Qwen3-32B Bradley-Terry Reward Model
A Bradley-Terry reward model fine-tuned from Qwen/Qwen3-32B for scoring question quality about research papers.
Training Details
- Base model: Qwen/Qwen3-32B
- Dataset: Vidushee/BT_Preference_Dataset (28,049 train, 3,090 test pairs)
- Training: 1 epoch, 400/877 steps, batch size 8 (1 per device x 8 gradient accumulation x 4 GPUs)
- Hardware: 4x NVIDIA H100 80GB GPUs (single node)
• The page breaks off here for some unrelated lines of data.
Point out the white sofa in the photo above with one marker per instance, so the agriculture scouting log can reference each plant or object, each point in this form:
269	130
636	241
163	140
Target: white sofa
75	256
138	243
- Framework: HuggingFace Trainer + DeepSpeed ZeRO-3 + CPU optimizer offload
- Learning rate: 1e-6 with cosine schedule and 3% warmup
- Max sequence length: 12,288 tokens
- Eval accuracy: 90.9% pairwise accuracy at step 400
- Training approach: Adapted from RLHFlow/RLHF-Reward-Modeling
Usage
import re
import torch
from transformers import AutoTokenizer, pipeline
model_path = "Vidushee/Qwen3-32B-BT-RewardModel"
tokenizer = AutoTokenizer.from_pretrained(model_path)
rm_pipe = pipeline(
"sentiment-analysis",
model=model_path,
device=0,
tokenizer=tokenizer,
model_kwargs={"torch_dtype": torch.bfloat16, "attn_implementation": "flash_attention_2"},
truncation=True,
max_length=12288,
)
pipe_kwargs = {
"return_all_scores": True,
"function_to_apply": "none",
"batch_size": 1,
}
# Format your conversation
chat = [
{"role": "user", "content": "Your paper context here"},
{"role": "assistant", "content": "Question to score"},
]
text = tokenizer.apply_chat_template(
chat, tokenize=False, add_generation_prompt=False, enable_thinking=False
)
# Strip empty think blocks that Qwen3 inserts even with enable_thinking=False
text = re.sub(r"<think>\s*</think>\s*", "", text)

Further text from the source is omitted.